Uma das características que distingue os realizadores que os intelectuais chamam de "auteurs" (porquê é que adoram palavras francesas?) é a repetição de um "tema" em todos os seus filmes. Pode ser um tique, uma estética e pode ser (e aí eles deliram) uma preocupação - chamemos-lhe assim. Se é desta maneira, à partida (porque nestas coisas nunca podemos ter a certeza), Mia Hansen-Løve será uma das escolhidas para esta exclusiva categoria. Vi três dos seus filmes, L'Amour de Jeunesse, Eden e agora L'Avenir, e todos, de formas diferentes, abordam os mesmos temas: o passar do tempo da Mulher ou do Homem; a maturidade ou falta dela, consequência desta passagem. Eu, por mim, adoro os filmes dela e este último não foi excepção - não sei o que isto diz de mim se vocês levarem muito a sério o que escrevi no início deste parágrafo.

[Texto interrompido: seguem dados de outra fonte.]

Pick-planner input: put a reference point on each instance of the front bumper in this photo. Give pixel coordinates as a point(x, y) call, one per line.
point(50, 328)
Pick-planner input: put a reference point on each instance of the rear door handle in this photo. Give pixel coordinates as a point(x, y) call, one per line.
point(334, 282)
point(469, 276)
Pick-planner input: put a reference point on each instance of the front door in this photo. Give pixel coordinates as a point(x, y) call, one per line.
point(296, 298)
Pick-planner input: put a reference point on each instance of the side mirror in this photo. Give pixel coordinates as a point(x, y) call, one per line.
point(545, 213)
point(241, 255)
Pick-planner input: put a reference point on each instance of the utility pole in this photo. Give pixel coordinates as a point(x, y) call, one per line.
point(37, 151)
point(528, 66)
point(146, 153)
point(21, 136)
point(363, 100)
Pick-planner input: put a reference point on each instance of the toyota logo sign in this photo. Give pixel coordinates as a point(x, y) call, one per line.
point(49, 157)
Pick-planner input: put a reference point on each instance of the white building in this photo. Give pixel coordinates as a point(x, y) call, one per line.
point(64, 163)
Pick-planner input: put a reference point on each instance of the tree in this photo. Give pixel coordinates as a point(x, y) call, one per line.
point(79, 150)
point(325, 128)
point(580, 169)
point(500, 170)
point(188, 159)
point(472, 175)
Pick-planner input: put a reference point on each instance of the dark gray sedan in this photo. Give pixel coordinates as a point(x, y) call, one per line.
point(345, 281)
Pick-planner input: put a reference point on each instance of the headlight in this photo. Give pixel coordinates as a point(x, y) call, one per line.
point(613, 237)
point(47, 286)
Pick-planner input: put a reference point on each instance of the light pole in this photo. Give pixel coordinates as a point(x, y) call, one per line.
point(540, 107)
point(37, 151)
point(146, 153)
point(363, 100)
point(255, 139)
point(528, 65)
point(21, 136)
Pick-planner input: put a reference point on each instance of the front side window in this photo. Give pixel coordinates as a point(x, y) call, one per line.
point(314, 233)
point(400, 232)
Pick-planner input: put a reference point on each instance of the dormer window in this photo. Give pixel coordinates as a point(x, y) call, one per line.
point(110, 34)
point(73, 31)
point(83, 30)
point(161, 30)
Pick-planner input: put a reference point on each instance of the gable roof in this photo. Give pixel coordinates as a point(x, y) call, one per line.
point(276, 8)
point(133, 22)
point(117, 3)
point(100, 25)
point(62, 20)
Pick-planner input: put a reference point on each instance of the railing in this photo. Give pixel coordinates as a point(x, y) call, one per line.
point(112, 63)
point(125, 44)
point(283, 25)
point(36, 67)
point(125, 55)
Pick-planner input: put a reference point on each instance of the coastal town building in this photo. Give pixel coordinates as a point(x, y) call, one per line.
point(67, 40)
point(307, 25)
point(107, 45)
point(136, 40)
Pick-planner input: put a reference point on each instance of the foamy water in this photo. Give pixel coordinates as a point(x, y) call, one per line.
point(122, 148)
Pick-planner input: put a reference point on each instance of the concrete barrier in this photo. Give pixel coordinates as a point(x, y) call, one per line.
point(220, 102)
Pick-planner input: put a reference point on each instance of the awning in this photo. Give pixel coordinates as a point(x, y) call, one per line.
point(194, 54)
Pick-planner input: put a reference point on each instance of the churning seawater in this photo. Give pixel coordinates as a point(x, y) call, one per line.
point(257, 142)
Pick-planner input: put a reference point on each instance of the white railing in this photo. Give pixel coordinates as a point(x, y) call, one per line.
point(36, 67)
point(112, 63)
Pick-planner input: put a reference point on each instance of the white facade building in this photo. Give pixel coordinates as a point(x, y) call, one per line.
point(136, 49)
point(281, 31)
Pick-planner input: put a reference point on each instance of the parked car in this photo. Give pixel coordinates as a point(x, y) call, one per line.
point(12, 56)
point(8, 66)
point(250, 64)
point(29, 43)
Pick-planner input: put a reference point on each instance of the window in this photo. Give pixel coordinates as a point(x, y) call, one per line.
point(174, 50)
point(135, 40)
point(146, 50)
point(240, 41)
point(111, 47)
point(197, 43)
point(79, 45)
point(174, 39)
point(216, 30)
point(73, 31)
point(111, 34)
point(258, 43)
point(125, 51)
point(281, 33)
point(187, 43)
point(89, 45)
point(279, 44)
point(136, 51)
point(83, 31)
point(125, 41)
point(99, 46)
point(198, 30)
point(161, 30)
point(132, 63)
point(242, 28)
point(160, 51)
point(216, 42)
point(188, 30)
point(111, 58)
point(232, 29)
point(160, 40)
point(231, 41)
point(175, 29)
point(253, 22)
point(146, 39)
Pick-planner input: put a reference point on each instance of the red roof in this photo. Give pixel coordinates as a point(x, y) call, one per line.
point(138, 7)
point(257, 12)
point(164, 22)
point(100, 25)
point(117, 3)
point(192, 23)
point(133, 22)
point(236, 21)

No post anterior sobre o Indie escrevi que seria pena alguns dos filmes não estrearem comercialmente e não forem vistos por mais pessoas. Este é um dos melhores casos - e tenho a certeza que vai sair, já que todos os filmes de Mia Hansen-Løve apareceram nas salas de cinema fora de festivais. A realizadora, como já disse, volta a pegar em temas que a preocupam mas, desta vez, a partir de olhos diferentes, os maduros de Isabelle Huppert. Nos anteriores L'Amour de Jeunesse e Eden a autora escolhia a perspectiva de dois adolescentes, uma rapariga e um rapaz, respectivamente, e não se ficava apenas por uma vivência idílica deste tempo maravilhoso na nossa vida. Ela buscava, no passar do tempo, no esticar para lá do happy ending, documentar de forma poética mas afastada o que acontece para lá do formato cor-de-rosa de um amor vertiginoso de juventude e de uma experiência profissional de algo que adoramos fazer. Notava-se, na escolha narrativa e na escolha como realizadora, uma busca pela maturidade, do que significa na realidade. Com L'Avenir, Mia Hansen-Løve escolhe fazer o mesmo mas através de uma mulher muitos anos mais velha, casada, com filhos da idade dos protagonistas dos outros dois filmes. Esta é uma mulher a quem a vida parece correr bem até determinado momento. Até às várias viragens que lhe aparecem no caminho, mudanças inevitáveis que acabam por revolucionar um futuro que parecia certo. A realizadora coloca-se no lugar da protagonista mas também no do jovem em quem Huppert, professora de filosofia no liceu, deposita as expectativas de poder vir a ser a pessoa que ela gostava de ter sido. Mesmo em detrimento dos seus filhos e marido, cuja vida e opiniões são tão diferentes daquelas que defende e postula. No fundo, estamos a ver a mesma pessoa em três tempos diferentes: uma já como adulta (Huppert); outra como jovem idealista (o adolescente, aluno, que ela protege); a terceira, de quem não falei ainda, a da mãe de Huppert, uma ex-modelo de catálogo, que transforma a terceira idade num calvário para ela e para a filha.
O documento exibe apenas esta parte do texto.